(a) Examining Jurors. The court may permit the parties or their attorneys to examine prospective jurors or may itself do so. If the court examines the jurors, it must permit the parties or their attorneys to make any further inquiry it considers proper, or must itself ask any of their additional questions it considers proper.
(b) Peremptory Challenges. The court must allow the number of peremptory challenges provided by 28 U.S.C. §1870.
(As amended Feb. 28, 1966, eff. July 1, 1966; Apr. 30, 1991, eff. Dec. 1, 1991; Apr. 30, 2007, eff. Dec. 1, 2007.)
Notes of Advisory Committee on Rules—1937
Note to Subdivision (a). This permits a practice found very useful by Federal trial judges. For an example of a state practice in which the examination by the court is supplemented by further inquiry by counsel, see Rule 27 of the Code of Rules for the District Courts of Minnesota, 186 Minn. xxxiii (1932), 3 Minn.Stat. (Mason, supp. 1936) Appendix, 4, p. 1062.
Note to Subdivision (b). The provision for an alternate juror is one often found in modern state codes. See N.C.Code (1935) §2330(a); Ohio Gen.Code Ann. (Page, Supp. 1926–1935) §11419–47; Pa.Stat.Ann. (Purdon, Supp. 1936) Title 17, §1153; compare U.S.C., Title 28, [former] §417a (Alternate jurors in criminal trials); 1 N.J.Rev.Stat. (1937) 2:91A–1, 2:91A–2, 2:91A–3.
Provisions for qualifying, drawing, and challenging of jurors are found in U.S.C., Title 28:
§411 [now 1861] (Qualifications and exemptions)
§412 [now 1864] (Manner of drawing)
§413 [now 1865] (Apportioned in district)
§415 [see 1862] (Not disqualified because of race or color)
§416 [now 1867] (Venire; service and return)
§417 [now 1866] (Talesmen for petit jurors)
§418 [now 1866] (Special juries)
§423 [now 1869] (Jurors not to serve more than once a year)
§424 [now 1870] (Challenges)
and D.C. Code (1930) Title 18, §§341–360 (Juries and Jury Commission) and Title 6, §366 (Peremptory challenges.
Notes of Advisory Committee on Rules—1966 Amendment
The revision of this subdivision brings it into line with the amendment of Rule 24(c) of the Federal Rules of Criminal Procedure.
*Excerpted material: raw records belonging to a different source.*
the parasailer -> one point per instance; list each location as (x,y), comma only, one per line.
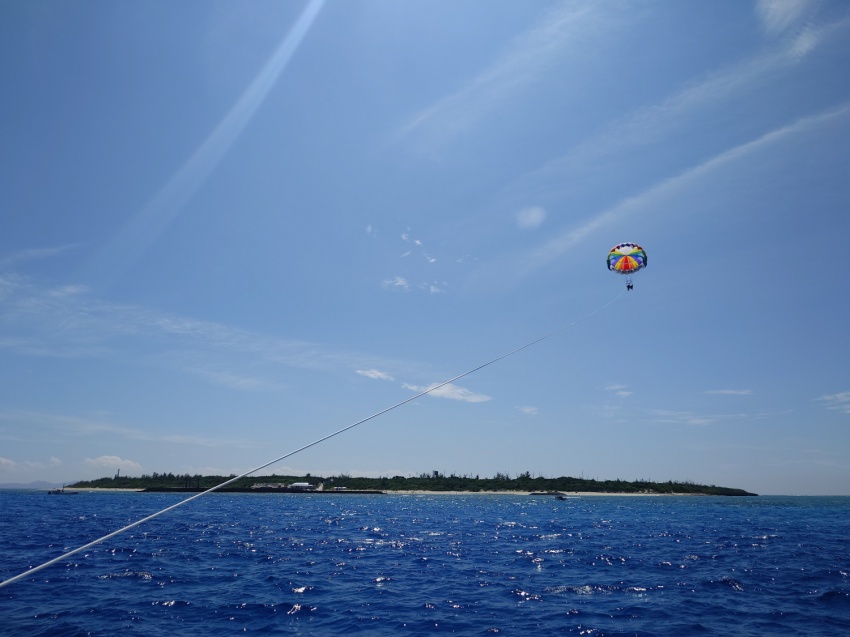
(627,258)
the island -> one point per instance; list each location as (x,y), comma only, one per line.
(435,482)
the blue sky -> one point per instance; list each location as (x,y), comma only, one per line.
(231,228)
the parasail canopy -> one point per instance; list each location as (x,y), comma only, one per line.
(626,258)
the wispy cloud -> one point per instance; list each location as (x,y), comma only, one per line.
(526,61)
(143,229)
(68,322)
(778,16)
(452,392)
(839,402)
(619,390)
(374,373)
(34,426)
(667,416)
(396,283)
(530,218)
(32,254)
(649,198)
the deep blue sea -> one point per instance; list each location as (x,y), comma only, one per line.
(427,564)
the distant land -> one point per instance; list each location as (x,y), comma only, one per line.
(435,481)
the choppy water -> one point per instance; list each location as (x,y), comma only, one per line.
(421,565)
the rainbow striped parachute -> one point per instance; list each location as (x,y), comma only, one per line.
(626,258)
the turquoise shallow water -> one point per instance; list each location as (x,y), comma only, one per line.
(421,565)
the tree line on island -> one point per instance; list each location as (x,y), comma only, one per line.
(435,481)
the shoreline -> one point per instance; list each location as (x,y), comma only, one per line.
(567,494)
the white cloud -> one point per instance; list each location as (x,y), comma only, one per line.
(839,402)
(374,373)
(396,283)
(640,203)
(452,392)
(32,254)
(525,62)
(112,462)
(666,416)
(777,16)
(619,390)
(530,218)
(235,381)
(432,288)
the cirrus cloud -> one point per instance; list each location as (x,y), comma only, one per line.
(450,391)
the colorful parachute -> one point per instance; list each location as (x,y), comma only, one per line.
(626,258)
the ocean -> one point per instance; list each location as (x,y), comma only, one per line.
(311,564)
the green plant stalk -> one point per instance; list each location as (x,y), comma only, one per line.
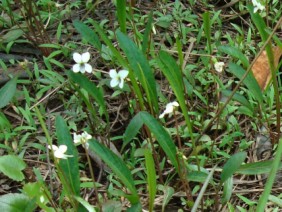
(207,29)
(93,178)
(123,63)
(49,141)
(270,179)
(121,14)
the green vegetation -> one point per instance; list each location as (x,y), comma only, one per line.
(131,105)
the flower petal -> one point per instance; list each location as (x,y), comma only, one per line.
(121,83)
(76,68)
(114,82)
(77,57)
(88,68)
(54,147)
(123,74)
(113,73)
(85,57)
(63,148)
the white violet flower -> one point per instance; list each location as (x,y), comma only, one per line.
(169,108)
(82,63)
(118,78)
(257,6)
(81,138)
(219,66)
(59,152)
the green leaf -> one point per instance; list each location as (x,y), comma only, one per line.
(69,166)
(151,178)
(234,52)
(227,190)
(7,92)
(158,131)
(168,193)
(232,165)
(15,203)
(255,168)
(249,81)
(239,98)
(12,167)
(174,75)
(207,29)
(90,87)
(121,14)
(132,129)
(146,35)
(89,207)
(88,34)
(141,69)
(118,167)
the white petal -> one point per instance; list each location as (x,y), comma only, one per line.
(175,104)
(63,148)
(54,147)
(76,68)
(114,82)
(82,68)
(123,74)
(85,57)
(121,83)
(88,68)
(77,57)
(162,115)
(113,73)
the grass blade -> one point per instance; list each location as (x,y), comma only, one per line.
(70,165)
(159,132)
(234,52)
(7,92)
(141,69)
(249,81)
(151,178)
(231,166)
(121,14)
(117,166)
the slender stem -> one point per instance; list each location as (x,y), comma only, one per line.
(93,178)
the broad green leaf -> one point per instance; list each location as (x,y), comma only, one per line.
(207,29)
(168,193)
(227,190)
(121,14)
(232,165)
(151,178)
(90,87)
(7,92)
(132,129)
(146,36)
(255,168)
(118,167)
(197,176)
(68,166)
(141,69)
(249,81)
(234,52)
(12,167)
(158,131)
(15,202)
(37,191)
(174,75)
(85,204)
(239,98)
(88,34)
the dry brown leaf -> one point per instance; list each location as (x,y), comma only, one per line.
(261,68)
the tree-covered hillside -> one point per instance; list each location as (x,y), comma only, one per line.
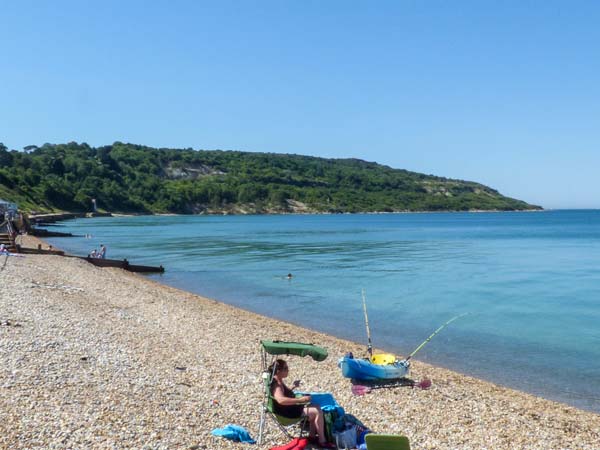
(137,179)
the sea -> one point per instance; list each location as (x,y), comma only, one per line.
(529,281)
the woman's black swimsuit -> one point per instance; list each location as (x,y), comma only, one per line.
(289,411)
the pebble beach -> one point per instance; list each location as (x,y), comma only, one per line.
(103,358)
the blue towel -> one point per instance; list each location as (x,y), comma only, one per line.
(235,433)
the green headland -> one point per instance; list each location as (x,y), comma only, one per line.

That rule previously allowed four alternate jurors, as contrasted with the two allowed in civil cases, and the amendments increase the number of a maximum of six in all cases. The Advisory Committee’s Note to amended Criminal Rule 24(c) points to experience demonstrating that four alternates may not be enough in some lengthy criminal trials; and the same may be said of civil trials. The Note adds:
“The words ‘or are found to be’ are added to the second sentence to make clear that an alternate juror may be called in the situation where it is first discovered during the trial that a juror was unable or disqualified to perform his duties at the time he was sworn.”
Notes of Advisory Committee on Rules—1991 Amendment
Subdivision (b). The former provision for alternate jurors is stricken and the institution of the alternate juror abolished.
The former rule reflected the long-standing assumption that a jury would consist of exactly twelve members. It provided for additional jurors to be used as substitutes for jurors who are for any reason excused or disqualified from service after the commencement of the trial. Additional jurors were traditionally designated at the outset of the trial, and excused at the close of the evidence if they had not been promoted to full service on account of the elimination of one of the original jurors.
The use of alternate jurors has been a source of dissatisfaction with the jury system because of the burden it places on alternates who are required to listen to the evidence but denied the satisfaction of participating in its evaluation.
Subdivision (c). This provision makes it clear that the court may in appropriate circumstances excuse a juror during the jury deliberations without causing a mistrial. Sickness, family emergency or juror misconduct that might occasion a mistrial are examples of appropriate grounds for excusing a juror. It is not grounds for the dismissal of a juror that the juror refuses to join with fellow jurors in reaching a unanimous verdict.
Committee Notes on Rules—2007 Amendment
The language of Rule 47 has been amended as part of the general restyling of the Civil Rules to make them more easily understood and to make style and terminology consistent throughout the rules. These changes are intended to be stylistic only.